Studies on the aquatic plant species Ludwigia arcuata have been done to look at the role of abscisic acid (ABA), as L. arcuata is known to exhibit phenotypic plasticity and has two different types of leaves, the aerial type (leaves that touch the air) and the submerged type (leaves that are underwater). [19] When adding ABA to the underwater shoots of L. arcuata, the plant was able to produce aerial type leaves underwater, suggesting that increased concentrations of ABA in the shoots, likely caused by air contact or a lack of water, triggers the change from the submerged type of leaf to the aerial type. This suggests ABA's role in leaf phenotypic change and its importance in regulating stress through environmental change (such as adapting from being underwater to above water). In the same study, another phytohormone, ethylene, was shown to induce the submerged leaf phenotype unlike ABA, which induced aerial leaf phenotype. Because ethylene is a gas, it tends to stay endogenously within the plant when underwater – this growth in concentration of ethylene induces a change from aerial to submerged leaves and has also been shown to inhibit ABA production, further increasing the growth of submerged type leaves. These factors (temperature, water availability, and phytohormones) contribute to changes in leaf morphology throughout a plants lifetime and are vital to maximize plant fitness.

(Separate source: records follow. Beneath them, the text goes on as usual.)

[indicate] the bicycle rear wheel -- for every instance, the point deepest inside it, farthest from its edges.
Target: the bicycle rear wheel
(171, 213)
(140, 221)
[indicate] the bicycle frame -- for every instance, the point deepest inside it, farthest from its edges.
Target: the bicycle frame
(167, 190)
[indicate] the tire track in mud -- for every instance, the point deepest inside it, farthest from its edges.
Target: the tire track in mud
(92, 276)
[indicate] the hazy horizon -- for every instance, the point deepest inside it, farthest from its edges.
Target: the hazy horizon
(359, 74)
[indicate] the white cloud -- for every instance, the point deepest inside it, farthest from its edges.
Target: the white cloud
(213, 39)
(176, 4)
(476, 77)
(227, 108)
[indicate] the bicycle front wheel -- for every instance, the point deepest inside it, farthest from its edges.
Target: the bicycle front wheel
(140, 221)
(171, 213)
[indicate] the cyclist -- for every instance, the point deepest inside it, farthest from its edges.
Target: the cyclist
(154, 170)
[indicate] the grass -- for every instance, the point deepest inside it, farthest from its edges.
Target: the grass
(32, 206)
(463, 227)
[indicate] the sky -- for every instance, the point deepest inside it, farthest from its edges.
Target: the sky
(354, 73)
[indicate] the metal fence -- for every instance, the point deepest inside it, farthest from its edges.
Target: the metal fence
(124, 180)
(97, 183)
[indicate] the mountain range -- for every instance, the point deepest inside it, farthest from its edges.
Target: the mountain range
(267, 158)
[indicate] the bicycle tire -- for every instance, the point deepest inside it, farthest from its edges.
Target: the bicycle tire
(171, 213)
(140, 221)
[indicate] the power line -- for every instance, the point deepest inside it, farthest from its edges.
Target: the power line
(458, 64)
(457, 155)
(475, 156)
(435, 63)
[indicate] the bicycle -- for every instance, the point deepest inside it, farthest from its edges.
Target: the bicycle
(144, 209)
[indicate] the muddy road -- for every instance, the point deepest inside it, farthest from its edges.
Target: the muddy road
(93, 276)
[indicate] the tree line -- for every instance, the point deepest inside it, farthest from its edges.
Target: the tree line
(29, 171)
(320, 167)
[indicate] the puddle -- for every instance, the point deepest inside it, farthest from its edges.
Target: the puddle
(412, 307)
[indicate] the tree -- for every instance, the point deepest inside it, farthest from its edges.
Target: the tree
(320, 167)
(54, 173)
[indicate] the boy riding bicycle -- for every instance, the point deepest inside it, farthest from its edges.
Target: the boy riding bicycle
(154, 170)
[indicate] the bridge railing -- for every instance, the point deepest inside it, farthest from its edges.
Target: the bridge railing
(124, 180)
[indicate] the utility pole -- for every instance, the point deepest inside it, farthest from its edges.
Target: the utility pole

The developmental effects of nutrition and temperature have been demonstrated. [20] The gray wolf (Canis lupus) has wide phenotypic plasticity. [21] [22] Additionally, male speckled wood butterflies have two morphs: one with three dots on its hindwing, and one with four dots on its hindwings. The development of the fourth dot is dependent on environmental conditions – more specifically, location and the time of year. [23] In amphibians, Pristimantis mutabilis has remarkable phenotypic plasticity, [24] as well as Agalychnis callidryas whose embryos exhibit phenotypic plasticity, hatching early in response to disturbance to protect themselves. Another example is the southern rockhopper penguin. [25] Rockhopper penguins are present at a variety of climates and locations; Amsterdam Island's subtropical waters, Kerguelen Archipelago and Crozet Archipelago's subantarctic coastal waters. [25] Due to the species plasticity they are able to express different strategies and foraging behaviors depending on the climate and environment. [25] A main factor that has influenced the species' behavior is where food is located. [25]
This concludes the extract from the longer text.